Cla68 wrote:Senator Collins' speech should serve as a seminal, defining moment in the history of women's rights in the US. Why? Because, facing immense pressure, bullying, and emotional manipulation, including physical intimidation of her staff, public heckling, threats that she would be recalled or have her political opponents' funding increased, etc., she, a woman at the peak of her profession and career in a supposedly "man's world", staked out the moral high ground, publicly stood on it, and powerfully and rationally defended it, in making a decision which will likely decisively affect US socio-political culture for decades to come.
Did you actually
listen to this speech? I can't imagine you did, if you really believe that's what's going on here.
We'll probably know in about 2, 3, maybe 4 years, but this is basically a situation where Kavanaugh met with Collins and said, "Naaah, forget everything I've ever said, done, and written - I'm a
moderate! I'm not going to reverse 50 to 100 years of progress in women's rights, I'm not going to eliminate the requirement that health-insurance companies cover pre-existing conditions, I'm not going to turn the US into a corporatist theocracy,
naaah!

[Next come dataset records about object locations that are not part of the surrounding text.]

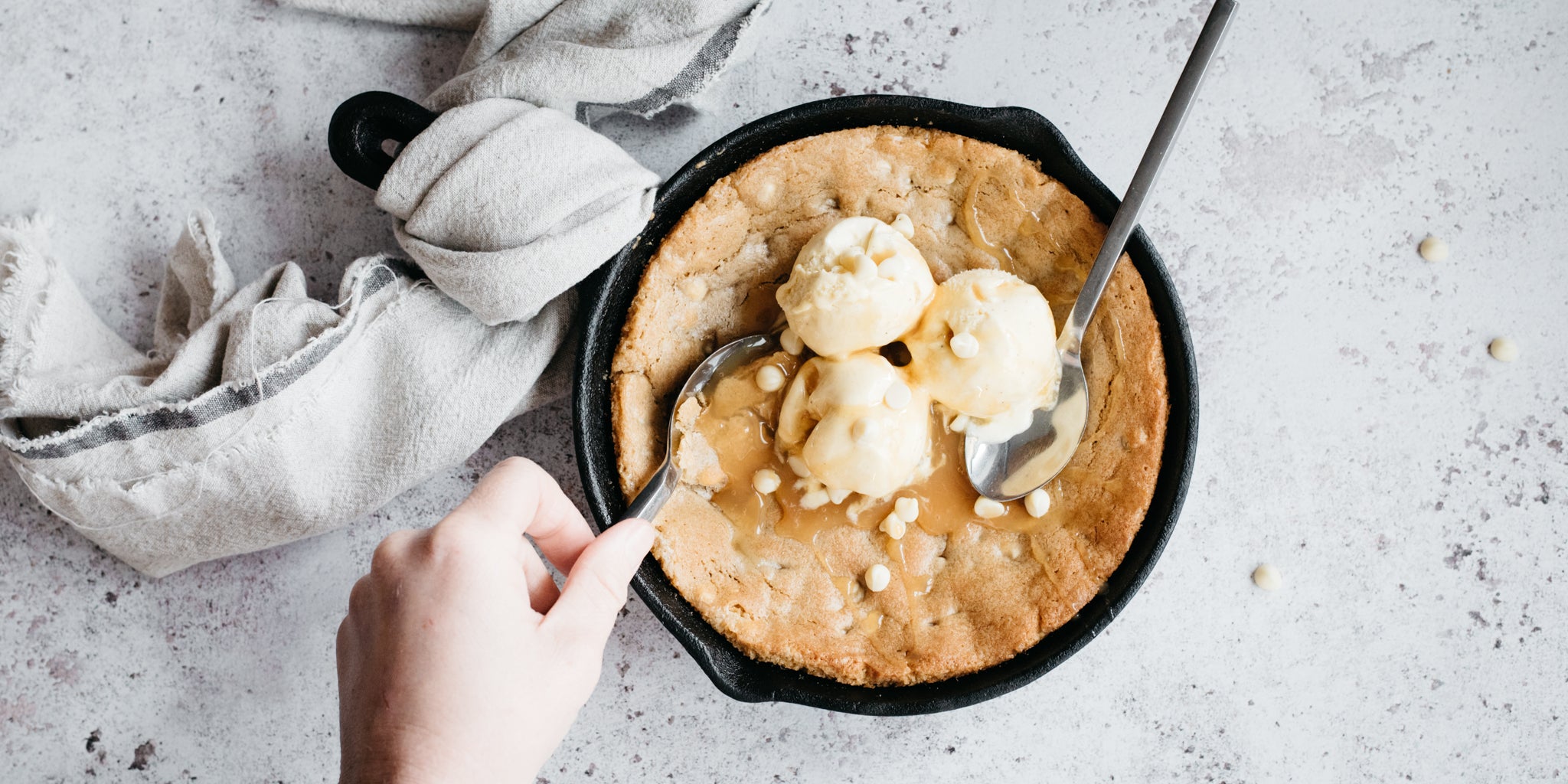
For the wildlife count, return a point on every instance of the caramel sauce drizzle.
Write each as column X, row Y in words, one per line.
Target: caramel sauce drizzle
column 737, row 422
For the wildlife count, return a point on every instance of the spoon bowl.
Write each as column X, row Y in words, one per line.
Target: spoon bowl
column 1011, row 469
column 722, row 363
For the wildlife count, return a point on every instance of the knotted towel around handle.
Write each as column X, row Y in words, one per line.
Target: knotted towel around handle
column 504, row 204
column 260, row 414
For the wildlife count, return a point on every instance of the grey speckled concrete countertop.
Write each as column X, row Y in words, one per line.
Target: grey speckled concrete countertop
column 1412, row 490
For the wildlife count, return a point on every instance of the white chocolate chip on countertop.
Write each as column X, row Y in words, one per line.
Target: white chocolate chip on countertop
column 1267, row 577
column 1504, row 350
column 1433, row 250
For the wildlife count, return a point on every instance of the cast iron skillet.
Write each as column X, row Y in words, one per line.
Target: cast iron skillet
column 364, row 121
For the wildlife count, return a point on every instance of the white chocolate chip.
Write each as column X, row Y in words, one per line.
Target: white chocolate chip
column 1038, row 502
column 894, row 526
column 897, row 396
column 864, row 430
column 1267, row 577
column 770, row 378
column 1504, row 350
column 990, row 508
column 766, row 480
column 861, row 266
column 965, row 345
column 1433, row 250
column 791, row 342
column 695, row 289
column 877, row 577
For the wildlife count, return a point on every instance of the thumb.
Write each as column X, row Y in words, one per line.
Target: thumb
column 596, row 586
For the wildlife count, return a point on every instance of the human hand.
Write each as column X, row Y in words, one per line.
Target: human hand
column 460, row 659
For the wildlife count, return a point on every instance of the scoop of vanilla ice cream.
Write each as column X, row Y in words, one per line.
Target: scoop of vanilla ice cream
column 857, row 284
column 855, row 423
column 987, row 348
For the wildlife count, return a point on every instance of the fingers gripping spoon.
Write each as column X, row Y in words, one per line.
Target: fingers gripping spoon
column 1008, row 471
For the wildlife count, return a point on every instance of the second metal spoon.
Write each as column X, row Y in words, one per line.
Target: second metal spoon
column 1008, row 471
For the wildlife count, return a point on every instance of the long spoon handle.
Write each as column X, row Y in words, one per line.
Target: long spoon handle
column 1148, row 172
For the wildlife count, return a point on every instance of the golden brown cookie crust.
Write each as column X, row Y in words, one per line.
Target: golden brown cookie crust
column 993, row 593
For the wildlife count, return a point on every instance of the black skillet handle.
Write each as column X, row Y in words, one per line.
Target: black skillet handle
column 363, row 122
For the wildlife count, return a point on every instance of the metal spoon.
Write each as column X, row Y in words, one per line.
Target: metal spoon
column 719, row 364
column 1029, row 460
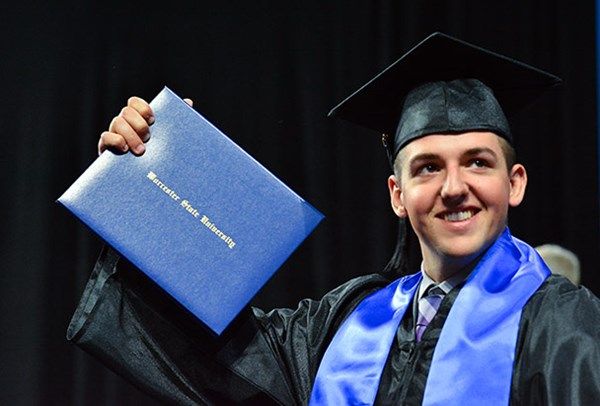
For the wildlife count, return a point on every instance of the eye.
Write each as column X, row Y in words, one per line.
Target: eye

None of that stuff! Heck,
I'm not even a rapist!" and Collins basically said, "Okay, I believe everything you say, just because you seem like such a nice young man, and as an added bonus, you haven't actually tried to rape me! (Yet!)"

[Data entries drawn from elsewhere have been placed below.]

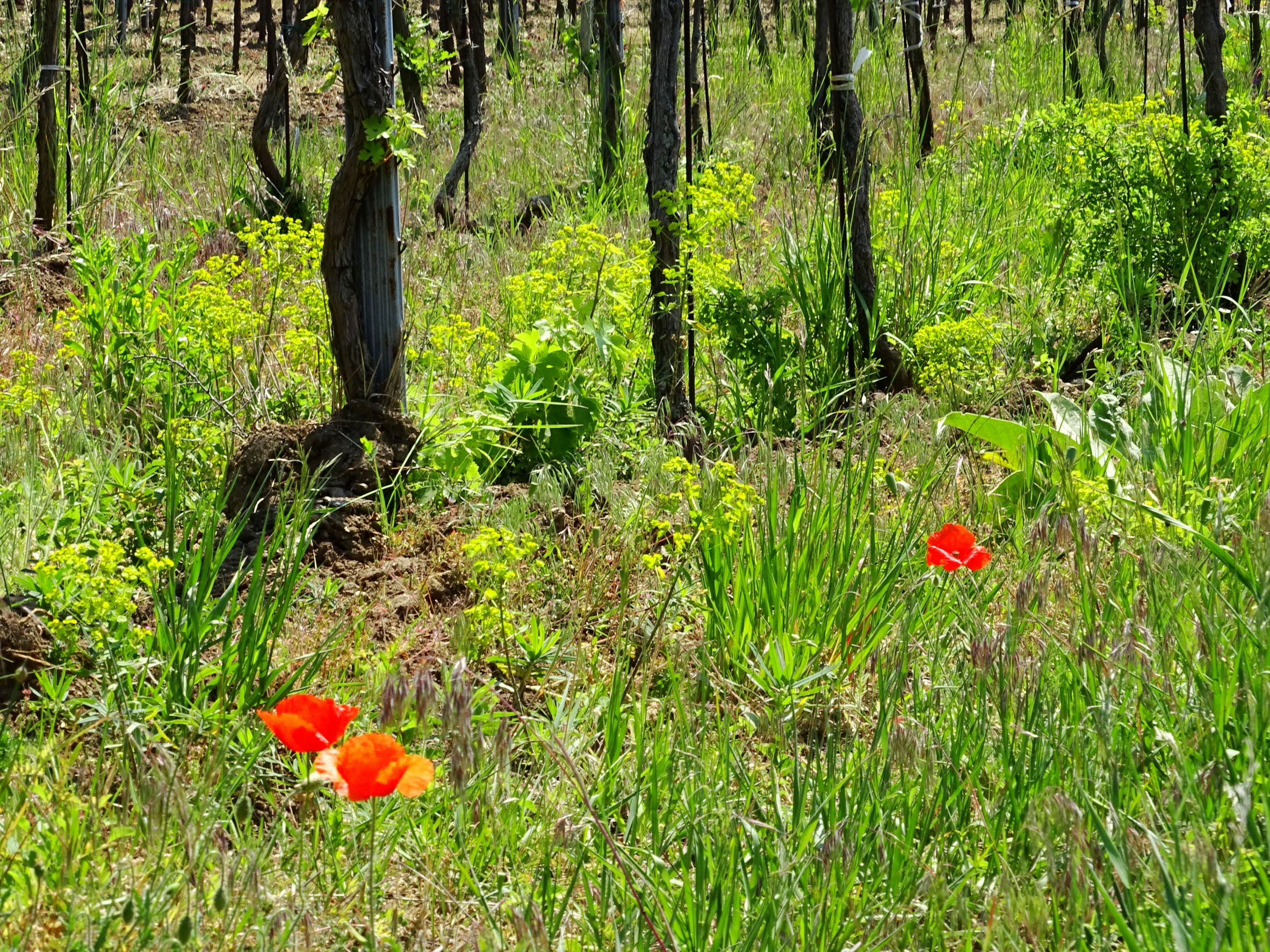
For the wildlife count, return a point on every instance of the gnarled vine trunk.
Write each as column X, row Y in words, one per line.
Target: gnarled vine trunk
column 49, row 23
column 911, row 14
column 268, row 116
column 412, row 91
column 184, row 85
column 444, row 202
column 855, row 219
column 1209, row 39
column 1100, row 42
column 361, row 262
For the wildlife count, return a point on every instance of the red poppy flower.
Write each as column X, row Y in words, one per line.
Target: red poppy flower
column 374, row 766
column 953, row 548
column 309, row 724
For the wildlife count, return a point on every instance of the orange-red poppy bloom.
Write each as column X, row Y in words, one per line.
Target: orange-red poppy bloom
column 374, row 766
column 953, row 548
column 309, row 724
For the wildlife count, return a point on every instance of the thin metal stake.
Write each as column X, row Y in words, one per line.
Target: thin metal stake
column 705, row 71
column 1146, row 50
column 68, row 116
column 1181, row 64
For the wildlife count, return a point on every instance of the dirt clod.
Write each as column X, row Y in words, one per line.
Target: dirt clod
column 25, row 646
column 350, row 480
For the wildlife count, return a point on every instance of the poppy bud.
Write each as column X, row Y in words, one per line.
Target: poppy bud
column 1063, row 532
column 423, row 695
column 393, row 700
column 456, row 715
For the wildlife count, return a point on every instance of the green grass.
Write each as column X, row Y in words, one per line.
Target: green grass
column 717, row 709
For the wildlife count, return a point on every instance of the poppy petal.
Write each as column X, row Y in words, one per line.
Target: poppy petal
column 417, row 779
column 978, row 559
column 327, row 717
column 954, row 539
column 370, row 765
column 947, row 562
column 294, row 731
column 327, row 766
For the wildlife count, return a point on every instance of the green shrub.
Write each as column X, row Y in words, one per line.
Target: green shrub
column 1141, row 200
column 545, row 402
column 762, row 350
column 955, row 356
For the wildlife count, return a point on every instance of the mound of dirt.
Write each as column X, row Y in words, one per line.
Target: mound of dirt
column 25, row 646
column 347, row 478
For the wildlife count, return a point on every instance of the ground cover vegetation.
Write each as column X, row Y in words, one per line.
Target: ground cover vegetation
column 825, row 511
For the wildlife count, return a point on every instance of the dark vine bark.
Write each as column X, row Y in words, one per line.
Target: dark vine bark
column 1209, row 40
column 268, row 117
column 610, row 67
column 82, row 59
column 818, row 106
column 1100, row 42
column 448, row 43
column 1071, row 23
column 917, row 75
column 510, row 32
column 367, row 95
column 444, row 202
column 184, row 85
column 757, row 32
column 238, row 36
column 49, row 22
column 156, row 40
column 477, row 36
column 662, row 163
column 855, row 219
column 412, row 91
column 691, row 78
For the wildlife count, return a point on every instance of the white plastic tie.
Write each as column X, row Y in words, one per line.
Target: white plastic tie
column 846, row 82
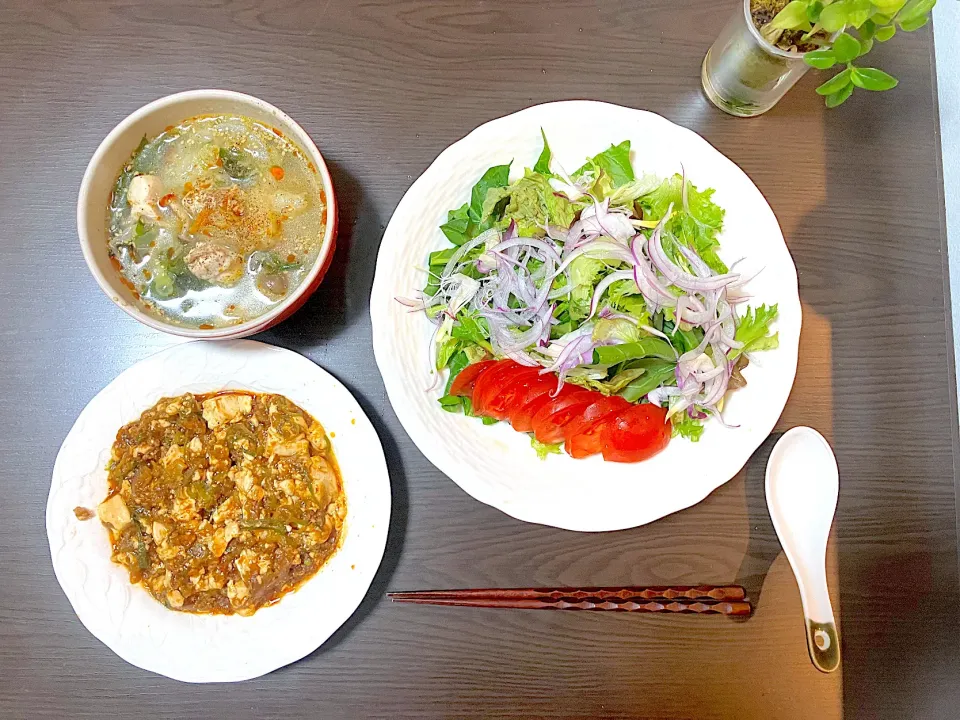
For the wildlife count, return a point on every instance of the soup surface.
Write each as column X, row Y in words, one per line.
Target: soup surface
column 222, row 503
column 215, row 221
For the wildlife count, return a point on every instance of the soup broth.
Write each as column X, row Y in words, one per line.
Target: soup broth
column 215, row 221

So, in a few years, when the Kavanaugh "Rapist Court" has done all those things, this speech
will go down in history as one of the worst examples of legislator malpractice and gullibility in US history.
Easily. It could easily be added to the "Examples" section of Wikipedia's
Gullibility (T-H-L) article, at the very least. She'll be like the Neville Chamberlain of American jurisprudence.
Then again, maybe Kavanaugh
will go against everything he's done in the past and keep his promises to Collins
et al to maintain a moderate ideological stance, in which case, sure, this speech of hers could be seen as an effort to "stem the overwhelming tide of partisanship." Just remember though, these people are playing a long game - Collins, and possibly you and I as well, may be long-dead by the time the Republicans finally manage to complete their plans. The historians who actually do interpret this speech of hers, if they bother at all, will be the some ones condemning us for causing their coastal cities to be 10 feet underwater while the interior of every continent is a toxic desert.